Bert Kershaw was born on October 25, 1919, the only son of professional stage artiste Foster Kershaw, who performed monologues at theatres throughout Britain, managing every local accent except Geordie. Often at school in Blackpool, where his father took six-month engagements, Bert entered a children’s talent contest, borrowing some of Foster’s act. After the war, he again went into dad’s business, this time as a salesman for his flour-milling firm.
At the start of the war, I was a third of the way through my apprenticeship as a time-serving engineer, and if my call-up papers had arrived six weeks later I’d have been in a reserved occupation and wouldn’t have been able to leave. But I don’t regret going in and I wouldn’t go back into engineering when I came out.

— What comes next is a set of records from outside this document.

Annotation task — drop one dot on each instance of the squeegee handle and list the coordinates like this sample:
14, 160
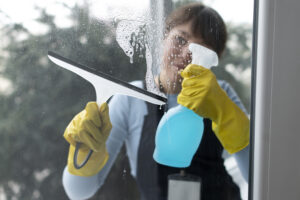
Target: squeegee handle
79, 166
76, 165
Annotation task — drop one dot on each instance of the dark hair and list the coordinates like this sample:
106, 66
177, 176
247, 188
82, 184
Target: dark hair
206, 23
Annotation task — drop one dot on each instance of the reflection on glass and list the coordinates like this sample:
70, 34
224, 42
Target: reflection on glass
128, 42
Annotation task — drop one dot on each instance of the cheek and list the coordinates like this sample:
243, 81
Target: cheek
170, 51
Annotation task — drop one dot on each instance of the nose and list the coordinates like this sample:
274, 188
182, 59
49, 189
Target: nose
186, 54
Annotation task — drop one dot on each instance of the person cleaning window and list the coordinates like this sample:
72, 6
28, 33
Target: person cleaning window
133, 121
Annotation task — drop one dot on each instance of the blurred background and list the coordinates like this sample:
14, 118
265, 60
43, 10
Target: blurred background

I’ve got two stories to tell. The first one concerns my time in the 503 Advance Ordnance Workshops at Tobruk, where we’d been sent, by destroyer, to relieve the Aussies. Before that, we’d been in Egypt at Alexandria, stripping the tanks right down and rebuilding them. It took us four to five days to do each one. There were 200 of us in a normal base workshop. But the advance workshop was nearer the line and there were just 40 of us. Over a period of eight months we were bombed by night and shelled by day. We slept in sewers, 23 feet down, because that gave the most security anywhere.
My most vivid memory of this time was a 36-hour one, when we worked non-stop getting the tanks ready for the push-out. I don’t know how we kept awake, but we would all have carried on doing it.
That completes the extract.